たださえ訳の分からぬ禅問答、そんな話をしても、皆さまには何のお役にも立たぬであろうと、十分承知の上で敢えてお話しました。
若き日の臨済禅師が、師の黄檗禅師に「仏法の根本義」を問うと、問いも終わらないうちに棒でうたれてしまいました。それも三度も続きました。
圧迫面接どころではありません。
しかし、これは、「仏法とは」と聞こうとしている、あなた自身の心、その身体まるごと全体が、「仏法そのもの」の現れであることを、もっとも直接的に示したのであります。
役に立たぬことは、あらかじめお話もしておいたのですが、終わった後には、後悔が残りました。
方丈の中で聞いて下さった方には、ご遠方からお越し下さった方もいらっしゃいました。
またライブ配信で、多くの方がご視聴くださいました。
そんな熱心な皆さんには、随分がっかりさせてしまったことだろうなと、反省すること頻りでした。
ところが、意外にも感謝の言葉をいただくことがありました。
なんと、訳の分からぬ、そして役にも立たぬ話が良かったというのであります。
心こそが仏であり、その心は日常のあらゆる営みに現れているという馬祖禅師の教えは、臨済禅師に継承されてゆきました。
臨済禅師は、
「仏法は、何も特別な修行に手間ひまかけることではない。
ただ普段どおりに、大小便をすませ、着物を着てご飯を食べ、くたびれたら横になるだけのことだ。
こんなことを言うと愚か者は笑うだろうが、智者は解ってくれる」とまで仰せになっています。
たしかに、大小便を済ませ、着物を着てご飯を食べ、くたびれたら睡る、そんなことは当たり前ではないかと思ってしまいます。
そんなのが仏法なら、なにも苦労する必要もないではないかと思われるのも無理はありません。
それを臨済禅師は、「愚か者は笑う」と言われたのです。
しかし、「智者は解ってくれる」のです。
ある方から、その日曜説教を聞いたというお礼状をいただきました。
その方は、両親の介護をなさっているのです。
その方のご両親のことも、私はよく存じ上げています。
最近、おみ足も弱って、お目にかかることが無くなっていました。
なんでもできた親が、だんだんと何もできなくなってゆく姿を目の当たりにするのはお辛いことでありましょう。
しかし、それが現実です。
介護をなさりながらも、こんなに、ただ食べて寝ての暮らしだけで、何の意味があるのだろうかと思っていたというのです。
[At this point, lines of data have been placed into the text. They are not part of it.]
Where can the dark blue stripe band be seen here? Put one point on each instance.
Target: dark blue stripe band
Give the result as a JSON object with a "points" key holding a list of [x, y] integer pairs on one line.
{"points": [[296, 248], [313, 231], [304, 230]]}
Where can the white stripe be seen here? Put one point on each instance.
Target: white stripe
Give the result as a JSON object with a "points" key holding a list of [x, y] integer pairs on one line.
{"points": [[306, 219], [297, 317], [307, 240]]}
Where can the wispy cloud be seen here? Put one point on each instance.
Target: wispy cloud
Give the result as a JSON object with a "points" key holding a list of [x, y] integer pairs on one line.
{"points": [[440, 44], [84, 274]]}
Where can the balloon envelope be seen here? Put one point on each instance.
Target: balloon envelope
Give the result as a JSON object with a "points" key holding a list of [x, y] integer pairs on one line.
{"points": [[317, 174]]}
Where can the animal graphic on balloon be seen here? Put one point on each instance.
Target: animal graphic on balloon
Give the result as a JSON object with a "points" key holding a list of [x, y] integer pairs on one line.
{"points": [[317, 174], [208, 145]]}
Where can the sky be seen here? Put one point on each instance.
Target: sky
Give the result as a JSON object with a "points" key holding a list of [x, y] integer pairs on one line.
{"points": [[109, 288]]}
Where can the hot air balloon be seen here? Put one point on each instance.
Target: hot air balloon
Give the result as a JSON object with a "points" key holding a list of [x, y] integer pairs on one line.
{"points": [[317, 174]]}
しかし、そのただ食べて寝るだけだという暮らしこそ、仏の心の現れなのだという、先日の話を聞いて、この今の両親の姿も仏の姿なのだと思えるようになったというのです。
これからは、仏さまのお世話をする気持ちで介護するのだと受けとめていただければ何よりです。
なんと、思いもかけずに、訳の分からぬ、何の役にも立たぬと思っていた禅問答が、今の暮らしに大きな力を与えることができたのでした。
真理は、どんな時代を越えても通じるものだと学ばせていただきました。